Lessons learned from two real world examples of new medical device introduction
Shortly after the launch Johnson & Johnson’s JLabs at the MaRS Discovery District in Toronto, Sarah Fisher, Director of External Innovations at J&J, who is responsible for investing in early stage startups and doing acquisitions on behalf of J&J, gave a talk to share her lessons learned through her 14 years of experience taking various medical technology innovations to market.
“The number one mistake in new technology introductions is a lack of understanding of the job that stakeholders are trying to solve.”
Who are the stakeholders in healthcare? According to Sarah, there are five major types: Adversaries, payors, recipients, and secondary users (e.g. technicians, nurses). It doesn’t matter if you have a breakthrough technology. If you don’t address the needs of each individual stakeholder, your technology won’t be adopted.
Case study 1: Pillcam
Imagine your future self telling your grandchildren about healthcare in 2016:
“When doctors think people might have stomach problems or something in their digestive tract and the doctor wants to take a closer look, they used to feed this long tube down their throat to get a good look at what’s going on down there. Thank God we now have Pillcam — a disposable camera the size of a pill that you can swallow and takes photos of your insides so the doctor would never have to force anything bigger than that — not to mention a tube the size of an endoscope — into your body. What would we do without Pillcam?”

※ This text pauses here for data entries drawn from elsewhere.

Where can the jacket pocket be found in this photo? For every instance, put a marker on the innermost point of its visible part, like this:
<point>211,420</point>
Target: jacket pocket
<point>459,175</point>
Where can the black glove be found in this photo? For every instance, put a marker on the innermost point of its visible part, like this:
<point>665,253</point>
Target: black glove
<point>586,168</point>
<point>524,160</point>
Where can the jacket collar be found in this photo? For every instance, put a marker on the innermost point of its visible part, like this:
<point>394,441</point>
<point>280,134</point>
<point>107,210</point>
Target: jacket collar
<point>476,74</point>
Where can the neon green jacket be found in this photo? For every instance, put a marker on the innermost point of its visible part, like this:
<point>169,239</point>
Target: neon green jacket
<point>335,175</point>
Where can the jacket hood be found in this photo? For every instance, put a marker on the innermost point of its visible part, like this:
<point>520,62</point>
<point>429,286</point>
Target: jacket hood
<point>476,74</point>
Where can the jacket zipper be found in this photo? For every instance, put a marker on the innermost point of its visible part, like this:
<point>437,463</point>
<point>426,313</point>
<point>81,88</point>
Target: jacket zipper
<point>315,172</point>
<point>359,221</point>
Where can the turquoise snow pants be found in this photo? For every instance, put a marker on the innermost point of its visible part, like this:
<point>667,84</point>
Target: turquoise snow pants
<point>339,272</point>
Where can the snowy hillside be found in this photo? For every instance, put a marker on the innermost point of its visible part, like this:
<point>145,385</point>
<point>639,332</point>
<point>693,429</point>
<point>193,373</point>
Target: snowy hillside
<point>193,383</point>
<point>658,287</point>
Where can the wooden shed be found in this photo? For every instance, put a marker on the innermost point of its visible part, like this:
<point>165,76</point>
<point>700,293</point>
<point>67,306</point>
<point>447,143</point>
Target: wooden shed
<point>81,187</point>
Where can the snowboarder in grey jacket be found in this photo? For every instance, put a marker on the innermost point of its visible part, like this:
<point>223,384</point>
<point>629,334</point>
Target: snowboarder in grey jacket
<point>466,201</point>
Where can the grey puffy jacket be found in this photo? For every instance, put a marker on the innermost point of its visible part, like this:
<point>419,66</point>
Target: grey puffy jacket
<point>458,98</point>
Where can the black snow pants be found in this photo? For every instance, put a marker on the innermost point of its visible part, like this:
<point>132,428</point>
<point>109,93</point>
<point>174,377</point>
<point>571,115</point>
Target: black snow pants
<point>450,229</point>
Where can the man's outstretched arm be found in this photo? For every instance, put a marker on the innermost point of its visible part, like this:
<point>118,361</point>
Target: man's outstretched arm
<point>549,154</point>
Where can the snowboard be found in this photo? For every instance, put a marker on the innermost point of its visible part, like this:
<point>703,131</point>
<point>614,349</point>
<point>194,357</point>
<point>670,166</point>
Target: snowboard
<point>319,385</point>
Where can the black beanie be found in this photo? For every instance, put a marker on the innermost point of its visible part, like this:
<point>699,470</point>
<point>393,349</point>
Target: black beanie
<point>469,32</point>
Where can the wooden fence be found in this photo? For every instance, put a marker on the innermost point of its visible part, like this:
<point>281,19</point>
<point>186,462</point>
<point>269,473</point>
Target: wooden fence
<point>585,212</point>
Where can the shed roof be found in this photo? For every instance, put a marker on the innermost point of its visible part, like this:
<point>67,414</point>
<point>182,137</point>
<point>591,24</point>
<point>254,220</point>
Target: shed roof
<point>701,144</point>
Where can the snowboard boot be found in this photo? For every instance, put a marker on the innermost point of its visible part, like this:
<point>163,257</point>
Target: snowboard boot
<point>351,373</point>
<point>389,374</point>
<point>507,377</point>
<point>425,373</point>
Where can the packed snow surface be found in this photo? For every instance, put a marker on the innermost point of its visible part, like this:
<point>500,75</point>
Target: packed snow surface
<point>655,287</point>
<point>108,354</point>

You probably won’t have this conversation in the future because Pillcam as you know it won’t exist — at least not in the way it was intended to be used.
The reality is that healthcare practitioners are compensated according to the complexity of the procedure (This is however changing under Obamacare — albeit slowly — as healthcare is forced to shift to an outcome-based model) The less complex you render treatment procedures, the less doctors can justify getting paid the same amount. Doctors can sometimes be your adversaries when introducing a new technology to market.
The other group of stakeholders that didn’t respond well to the technology was the Payors. They are the health insurance companies in the U.S. and the Ministry of Health in Canada. Why? If the doctor performs endoscopy in the first place, then you’d get diagnosed and if they discover something, an intervention can be done in the same visit. If you’re given the Pillcam to swallow on your first visit and the diagnosis shows that you’d require an intervention, you’d have to go in for an additional visit, which increases costs for payors.
Pillcam’s initial challenges were the result of not doing sufficient research with stakeholders. So what happened when the company went to doctors’ offices and asked “what would you possibly use this for?” The doctors pointed them in a new direction:
When people end up in the emergency room in the middle of the night, sometimes after a night of heavy drinking, nobody but the doctor is qualified to give a reliable diagnosis. The unlucky doctor on call that night would then have to wake up in the middle of the night and make their way to the hospital, sometimes just to find that the patient is fine and no intervention would be required.
Doctors hate this.
With the pillcam, the staff can administer one and have the doctor see the images on their home computer to decide if it warrants coming into the office.
Even if an innovation sounds amazing for the patient and save money for the system, it’s extremely important to understand the payors’ and the doctors’ needs and how they might conflict with the technology you are trying to introduce.
Case study 2: Anesthetics machine
Once upon a time (I can’t recall the details) a veteran anesthetist developed a machine that automates much of the anesthetist’s job at a fraction of the cost. It would’ve been a great plan — sell this machine to hospitals and build the rest of her career around selling this machine. You can imagine where this was going…
The average anesthetist today makes $1,500 for a 20 minutes colonoscopy procedure. When anesthetists spend half of their career just to become an anesthetist, you can trust that they will put up a fight against anything that threatens to take away their chance at recuperating their investment. As you predicted, the initial introduction were met with resistance. How can someone’s job stifle progress for humanity? Lobbying.
What the company decided to do instead was to provide anesthetists with opportunities to monitor four machines at a time. People aren’t stupid — anesthetists know that machines will eventually replace them. So if you give them a reasonable offer to get out of a losing battle — through making money for every procedure until they retire — chances are they will. Introduce the technology over multiple stages so that existing doctors can work the rest of their careers uninterrupted while allowing the next generations of doctors to make career adjustments early on.
Today, many of us think disruption is sexy and think that the only way forward is to disrupt. But people simply don’t like to be disrupted. So rather than shoving your technology into the hospital with the aim to “disrupt the industry,” help your customers satisfy their human needs so they can help you move towards your goal more quickly.